A Letter From The Publisher: may 22, 1964

4 minute read
TIME

“It goes without saying that a lot can happen in the two months before the Republican Convention.” —TIME, May 8

Covering Nelson Rockefeller from handshake to handshake in Oregon last week, Correspondent Nick Thimmesch realized that quite a lot was happening. Nick has been following Rockefeller ever since the New York Governor set out on the campaign for the 1964 Presidential nomination, and he knows how the candidate performs and what reaction follows.* And so, at midweek, he cast a sidewise glance at the polls that unanimously predicted a victory for Henry Cabot Lodge, and sent the editors in New York a wire: “There is a strong flow toward Battling Nelson.”

Soon after the Oregon result was clear, the editors decided to postpone the nonpolitical cover that was coming off the press and switch to Nelson Rockefeller. Working largely from the reporting of Thimmesch and San Francisco Correspondent Roger Stone, who covered the general side of the Oregon campaign, Writers David Lee and Ronald Kriss put together the cover story for Senior Editor Champ Clark. In the process, all of them found renewed confidence in an old principle: political polls may stir up a lot of publicity, but they are no substitute for knowing, thinking journalists.

Correspondent George de Carvalho is beginning to rank as an expert on exotic rivers. Five years ago, as our Rio de Janeiro bureau chief, he suggested and did the reporting for the color story on the Amazon (Nov. 23, 1959). Not long after he became Beirut bureau chief in 1962, he began to visualize color pages of the Nile. Last summer he sold his idea to the editors; the results, thousands of miles, words and transparencies later, are the eight pages of color pictures and a timely story.

From the correspondent’s suggestion to the printed pages, the project came under the major care of two senior editors (Henry Grunwald and Cranston Jones), two associate editors (Peter Bird Martin and Charles P. Jackson), two contributing editors (Robert Jones and Arnold Drapkin), two editorial researchers (Deborah Hall and Rosemary Frank), one map maker (Robert Chapin) and one photographer—Laurence Lowry. While all those idea-and-word people had their moments, Photographer Lowry probably had the most excitement.
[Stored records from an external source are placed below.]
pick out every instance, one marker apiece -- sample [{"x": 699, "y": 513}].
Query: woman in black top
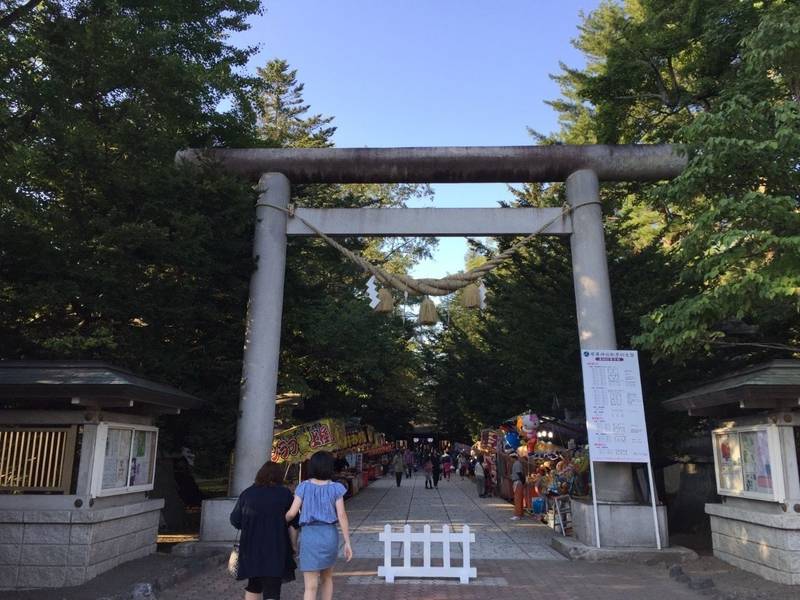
[{"x": 266, "y": 547}]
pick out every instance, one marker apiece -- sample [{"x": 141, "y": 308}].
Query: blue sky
[{"x": 426, "y": 73}]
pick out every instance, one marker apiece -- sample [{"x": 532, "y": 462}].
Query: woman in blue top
[{"x": 322, "y": 503}]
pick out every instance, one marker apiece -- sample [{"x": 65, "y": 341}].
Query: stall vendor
[
  {"x": 341, "y": 464},
  {"x": 518, "y": 483}
]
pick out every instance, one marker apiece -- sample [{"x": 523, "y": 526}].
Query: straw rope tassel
[
  {"x": 385, "y": 301},
  {"x": 471, "y": 296},
  {"x": 427, "y": 312}
]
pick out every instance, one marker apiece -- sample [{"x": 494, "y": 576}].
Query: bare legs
[
  {"x": 326, "y": 583},
  {"x": 314, "y": 580},
  {"x": 310, "y": 583}
]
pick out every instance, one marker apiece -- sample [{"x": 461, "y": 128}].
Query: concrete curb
[{"x": 148, "y": 590}]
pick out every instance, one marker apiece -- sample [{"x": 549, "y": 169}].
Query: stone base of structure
[
  {"x": 622, "y": 525},
  {"x": 215, "y": 524},
  {"x": 575, "y": 550},
  {"x": 61, "y": 548},
  {"x": 761, "y": 543}
]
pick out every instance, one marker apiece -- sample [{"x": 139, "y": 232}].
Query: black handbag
[{"x": 233, "y": 559}]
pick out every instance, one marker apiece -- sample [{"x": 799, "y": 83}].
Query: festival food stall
[
  {"x": 554, "y": 462},
  {"x": 349, "y": 441}
]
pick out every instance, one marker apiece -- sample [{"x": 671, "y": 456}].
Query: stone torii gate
[{"x": 581, "y": 167}]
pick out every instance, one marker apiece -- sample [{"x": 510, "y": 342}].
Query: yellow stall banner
[{"x": 299, "y": 443}]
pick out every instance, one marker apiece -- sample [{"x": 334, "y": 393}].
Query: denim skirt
[{"x": 319, "y": 546}]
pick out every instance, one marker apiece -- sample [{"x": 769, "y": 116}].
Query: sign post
[{"x": 612, "y": 389}]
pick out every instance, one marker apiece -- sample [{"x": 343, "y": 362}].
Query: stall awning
[
  {"x": 65, "y": 384},
  {"x": 771, "y": 385}
]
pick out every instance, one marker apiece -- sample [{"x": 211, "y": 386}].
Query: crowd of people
[{"x": 437, "y": 466}]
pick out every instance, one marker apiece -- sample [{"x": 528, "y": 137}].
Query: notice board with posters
[
  {"x": 612, "y": 389},
  {"x": 615, "y": 421}
]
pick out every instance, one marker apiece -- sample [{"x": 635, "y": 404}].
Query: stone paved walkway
[
  {"x": 500, "y": 546},
  {"x": 510, "y": 579},
  {"x": 455, "y": 503}
]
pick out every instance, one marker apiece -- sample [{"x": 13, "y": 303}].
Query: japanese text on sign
[{"x": 614, "y": 406}]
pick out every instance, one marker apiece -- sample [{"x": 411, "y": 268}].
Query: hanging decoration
[
  {"x": 427, "y": 312},
  {"x": 372, "y": 293},
  {"x": 425, "y": 287},
  {"x": 385, "y": 301},
  {"x": 471, "y": 296}
]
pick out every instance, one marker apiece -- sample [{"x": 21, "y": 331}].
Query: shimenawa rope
[{"x": 424, "y": 287}]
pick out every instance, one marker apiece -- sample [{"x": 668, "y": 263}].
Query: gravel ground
[
  {"x": 733, "y": 583},
  {"x": 111, "y": 583}
]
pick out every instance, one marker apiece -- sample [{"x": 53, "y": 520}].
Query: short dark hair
[
  {"x": 321, "y": 465},
  {"x": 270, "y": 474}
]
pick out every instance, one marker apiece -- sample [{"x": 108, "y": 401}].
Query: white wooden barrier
[{"x": 446, "y": 537}]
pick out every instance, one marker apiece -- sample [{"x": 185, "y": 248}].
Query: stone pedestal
[
  {"x": 759, "y": 542},
  {"x": 621, "y": 524},
  {"x": 62, "y": 548}
]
He found the Egyptians leary about letting him take aerial photographs of bridges, and the Russian technicians at the Aswan dam unwilling to speak to him. But he made his way through the Red tape, and won the cooperation of the Arabs. He took the opening picture in the color pages—a view of the Aswan cofferdam—with an F-8 Fairchild camera from a DC-3 owned by a United Arab Republic airline. With the door removed from the plane, Lowry stood in the open, a rope lashed around his waist and an chored to the tie-down rings. He took the picture on the last color page—a gold and green view of Giza—from a helicopter flown by a U.A.R. Air Force crew, firing away with his F-8 from a sitting position in the doorway with his feet on the landing gear. This was more or less routine for Lowry, an expert in aerial photography, but he felt a bit queasy when he was shooting the interior of one of the dam tunnels. “Things kept falling from the ceiling,” he said. “I think the workmen there are either very courageous or very fatalistic.”

* By now he is so familiar with Rockefeller’s speeches that he uses a simple set of abbreviations to note the subjects covered: FUNVAL—fundamental values; MOAT —mainstream of American thought; FISTEG —fiscal integrity; GOVECLOP—government closest to the people; EQUOP—equal opportunity; BOMFOG—brotherhood of man under Fatherhood of God.